Local elections in northwest Indiana as well as the rest of the state are coming up and my question to you is not who you will be voting for this term, but what will you be voting on? Paper or screen?
With everything moving to online correspondence, why does it seem like the voting system is not? If anything, it is moving in the opposite direction. Some states are no longer allowing absentee balloting or making more stringent requirements for absentee balloting.
But that is not to say balloting technology hasn’t advanced at all. It is quite the contrary. The balloting machines that you will see in the upcoming elections will have some very advanced features. The hope for these new balloting technologies is that a more secure and efficient system can be found for counting votes for elections. But as with anything associated with politics, these advanced technologies have brought their fair share of controversies.
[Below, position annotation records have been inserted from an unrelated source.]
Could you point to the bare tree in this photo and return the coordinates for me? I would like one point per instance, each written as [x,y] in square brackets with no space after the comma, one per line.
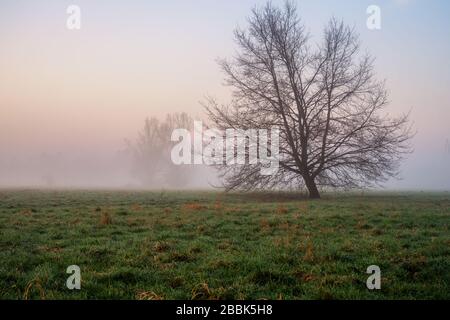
[151,153]
[325,100]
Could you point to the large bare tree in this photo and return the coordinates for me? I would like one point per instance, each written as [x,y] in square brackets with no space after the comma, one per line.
[324,97]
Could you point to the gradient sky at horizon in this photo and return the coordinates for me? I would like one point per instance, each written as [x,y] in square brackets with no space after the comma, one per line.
[81,93]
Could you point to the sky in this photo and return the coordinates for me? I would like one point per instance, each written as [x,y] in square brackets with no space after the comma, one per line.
[70,98]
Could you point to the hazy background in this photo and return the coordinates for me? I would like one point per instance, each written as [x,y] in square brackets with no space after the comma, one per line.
[69,99]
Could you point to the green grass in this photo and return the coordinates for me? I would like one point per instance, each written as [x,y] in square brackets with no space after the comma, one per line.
[206,245]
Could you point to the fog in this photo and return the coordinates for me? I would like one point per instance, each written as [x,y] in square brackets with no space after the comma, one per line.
[69,100]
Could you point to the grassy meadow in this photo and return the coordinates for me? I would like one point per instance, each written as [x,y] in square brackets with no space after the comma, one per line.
[210,245]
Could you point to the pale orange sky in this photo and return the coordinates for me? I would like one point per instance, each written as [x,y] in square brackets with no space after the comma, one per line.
[83,92]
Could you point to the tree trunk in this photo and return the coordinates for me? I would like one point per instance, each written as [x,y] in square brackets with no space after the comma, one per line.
[312,188]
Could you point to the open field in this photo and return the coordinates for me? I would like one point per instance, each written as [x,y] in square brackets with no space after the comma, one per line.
[207,245]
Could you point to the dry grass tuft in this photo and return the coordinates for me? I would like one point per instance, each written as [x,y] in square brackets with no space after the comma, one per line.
[281,209]
[105,219]
[201,292]
[194,206]
[36,283]
[161,246]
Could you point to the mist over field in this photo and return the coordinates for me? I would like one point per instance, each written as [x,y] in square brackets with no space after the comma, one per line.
[70,99]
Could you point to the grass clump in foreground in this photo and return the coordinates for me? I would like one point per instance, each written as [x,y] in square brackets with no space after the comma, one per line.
[206,245]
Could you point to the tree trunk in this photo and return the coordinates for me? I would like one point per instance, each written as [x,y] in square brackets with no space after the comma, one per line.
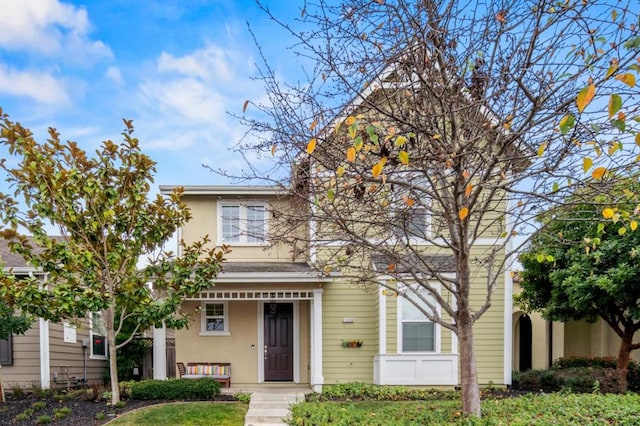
[624,356]
[113,366]
[468,371]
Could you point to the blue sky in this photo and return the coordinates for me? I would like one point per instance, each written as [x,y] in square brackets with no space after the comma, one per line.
[176,67]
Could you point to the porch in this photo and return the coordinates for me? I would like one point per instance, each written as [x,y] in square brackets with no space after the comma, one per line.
[267,324]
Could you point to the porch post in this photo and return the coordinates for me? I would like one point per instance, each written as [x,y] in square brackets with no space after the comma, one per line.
[382,321]
[160,353]
[45,360]
[317,378]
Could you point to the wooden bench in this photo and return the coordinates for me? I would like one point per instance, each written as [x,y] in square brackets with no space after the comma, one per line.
[221,371]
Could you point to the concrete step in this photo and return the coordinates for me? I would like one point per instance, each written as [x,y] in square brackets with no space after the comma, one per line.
[270,404]
[262,416]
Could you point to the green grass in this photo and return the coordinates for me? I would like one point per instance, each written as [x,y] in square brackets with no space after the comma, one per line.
[541,409]
[191,413]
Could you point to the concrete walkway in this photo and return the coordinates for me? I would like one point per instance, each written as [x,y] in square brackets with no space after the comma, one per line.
[269,405]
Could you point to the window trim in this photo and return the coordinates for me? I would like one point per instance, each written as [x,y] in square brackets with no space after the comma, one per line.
[437,332]
[93,332]
[243,205]
[225,319]
[9,343]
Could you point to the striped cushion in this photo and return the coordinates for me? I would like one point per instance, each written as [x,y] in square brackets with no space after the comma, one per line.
[208,370]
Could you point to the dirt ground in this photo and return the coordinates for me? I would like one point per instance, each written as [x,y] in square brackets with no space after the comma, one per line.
[79,411]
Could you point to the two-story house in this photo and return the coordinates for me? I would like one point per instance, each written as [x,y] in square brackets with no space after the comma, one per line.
[276,319]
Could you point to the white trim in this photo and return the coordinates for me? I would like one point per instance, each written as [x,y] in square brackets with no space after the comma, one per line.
[225,319]
[242,222]
[419,369]
[438,242]
[437,338]
[317,377]
[508,308]
[224,190]
[227,295]
[160,353]
[260,340]
[296,341]
[45,361]
[97,332]
[382,319]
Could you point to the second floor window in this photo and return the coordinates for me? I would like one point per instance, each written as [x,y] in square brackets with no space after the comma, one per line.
[243,223]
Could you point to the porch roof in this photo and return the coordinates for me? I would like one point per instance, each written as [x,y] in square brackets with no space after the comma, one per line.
[269,272]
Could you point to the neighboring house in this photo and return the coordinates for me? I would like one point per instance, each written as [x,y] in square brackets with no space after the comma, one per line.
[538,342]
[50,354]
[277,320]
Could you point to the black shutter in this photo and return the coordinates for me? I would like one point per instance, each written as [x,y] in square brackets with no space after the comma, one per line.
[6,351]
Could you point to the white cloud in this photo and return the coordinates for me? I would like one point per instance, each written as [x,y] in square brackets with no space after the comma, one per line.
[208,64]
[49,27]
[36,85]
[186,98]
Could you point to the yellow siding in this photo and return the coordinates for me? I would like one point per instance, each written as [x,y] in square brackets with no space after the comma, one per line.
[342,300]
[204,210]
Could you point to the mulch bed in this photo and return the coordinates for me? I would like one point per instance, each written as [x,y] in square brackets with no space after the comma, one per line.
[82,412]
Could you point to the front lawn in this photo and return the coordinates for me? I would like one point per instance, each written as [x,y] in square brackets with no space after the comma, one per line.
[533,409]
[191,413]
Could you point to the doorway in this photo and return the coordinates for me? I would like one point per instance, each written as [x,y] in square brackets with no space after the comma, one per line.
[278,342]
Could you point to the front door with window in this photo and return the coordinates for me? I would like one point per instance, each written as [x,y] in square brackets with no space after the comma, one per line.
[278,341]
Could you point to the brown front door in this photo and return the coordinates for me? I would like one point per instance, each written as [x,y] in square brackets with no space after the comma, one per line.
[278,341]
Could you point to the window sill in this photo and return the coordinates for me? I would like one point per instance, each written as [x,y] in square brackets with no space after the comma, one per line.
[242,244]
[98,357]
[214,333]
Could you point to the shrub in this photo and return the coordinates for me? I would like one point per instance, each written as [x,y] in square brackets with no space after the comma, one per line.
[178,389]
[356,391]
[568,379]
[536,380]
[633,372]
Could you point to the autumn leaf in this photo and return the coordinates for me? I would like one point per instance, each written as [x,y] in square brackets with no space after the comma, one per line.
[612,68]
[542,148]
[615,103]
[408,201]
[463,213]
[598,173]
[567,124]
[628,79]
[376,170]
[607,213]
[400,141]
[468,190]
[403,156]
[311,146]
[585,96]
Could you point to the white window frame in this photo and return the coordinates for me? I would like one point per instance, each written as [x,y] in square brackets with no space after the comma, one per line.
[94,330]
[437,335]
[243,223]
[225,318]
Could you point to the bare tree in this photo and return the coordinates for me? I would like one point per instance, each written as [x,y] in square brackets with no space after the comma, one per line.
[425,127]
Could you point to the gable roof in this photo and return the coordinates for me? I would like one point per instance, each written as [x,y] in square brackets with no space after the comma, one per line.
[439,263]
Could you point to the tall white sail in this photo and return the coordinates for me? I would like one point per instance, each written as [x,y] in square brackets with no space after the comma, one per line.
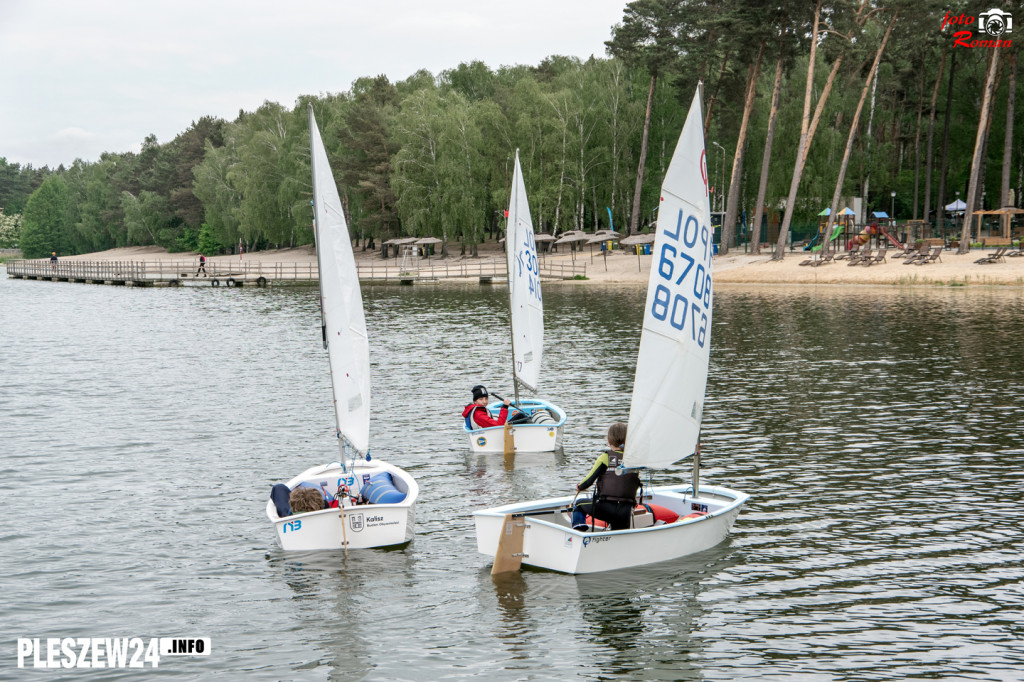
[525,303]
[672,367]
[341,303]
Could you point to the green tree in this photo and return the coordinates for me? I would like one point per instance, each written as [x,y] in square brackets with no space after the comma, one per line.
[44,227]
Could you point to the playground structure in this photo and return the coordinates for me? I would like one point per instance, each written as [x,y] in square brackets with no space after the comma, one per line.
[847,230]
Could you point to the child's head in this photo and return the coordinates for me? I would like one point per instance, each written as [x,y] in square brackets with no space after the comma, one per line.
[616,435]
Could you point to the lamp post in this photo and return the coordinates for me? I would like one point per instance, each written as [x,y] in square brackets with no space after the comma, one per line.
[962,215]
[721,186]
[892,211]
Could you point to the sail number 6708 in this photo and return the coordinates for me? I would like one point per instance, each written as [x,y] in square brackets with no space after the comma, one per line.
[672,300]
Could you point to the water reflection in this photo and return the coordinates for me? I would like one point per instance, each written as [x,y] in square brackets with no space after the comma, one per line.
[878,430]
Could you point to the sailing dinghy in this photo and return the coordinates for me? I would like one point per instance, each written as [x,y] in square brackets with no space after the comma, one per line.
[665,413]
[373,500]
[543,430]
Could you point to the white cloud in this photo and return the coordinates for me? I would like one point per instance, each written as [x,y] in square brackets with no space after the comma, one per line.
[122,70]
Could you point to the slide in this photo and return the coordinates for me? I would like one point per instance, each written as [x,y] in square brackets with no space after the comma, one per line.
[892,239]
[836,232]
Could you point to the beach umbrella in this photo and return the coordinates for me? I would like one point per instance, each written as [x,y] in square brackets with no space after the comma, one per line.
[636,240]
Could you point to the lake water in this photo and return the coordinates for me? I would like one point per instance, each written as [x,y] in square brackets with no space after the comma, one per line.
[878,430]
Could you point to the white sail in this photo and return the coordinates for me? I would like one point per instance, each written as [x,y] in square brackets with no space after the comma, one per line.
[525,303]
[672,367]
[341,303]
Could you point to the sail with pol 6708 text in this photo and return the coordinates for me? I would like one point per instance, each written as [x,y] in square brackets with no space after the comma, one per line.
[341,303]
[675,342]
[525,303]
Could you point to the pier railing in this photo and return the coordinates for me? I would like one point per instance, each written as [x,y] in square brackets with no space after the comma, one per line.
[176,270]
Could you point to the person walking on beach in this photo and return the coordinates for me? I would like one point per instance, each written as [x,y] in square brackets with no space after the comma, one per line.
[615,493]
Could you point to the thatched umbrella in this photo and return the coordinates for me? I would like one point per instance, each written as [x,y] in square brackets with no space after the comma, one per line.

Some districts have moved to all digital balloting or Direct Recording Electronic (DRE) systems. But with the possibility of vote tampering being such a high concern, some districts still stick to the old paper ballots. Others will use Direct Recording Electronic voting systems that use a Voter Verified Paper Audit Trail (VVPAT). Those using completely the digital systems with no paper trails have drawn criticism from watchdog groups who fear that the all digital systems are impossible to verify. If an internal error occurs in the all digital machines, it is almost impossible to catch and correct the problem until it is too late.
As with almost every technology, treading carefully is the best way to keep from compromising security. Security and accountability have always been at the forefront of balloting and the journey into new voting systems will magnify both.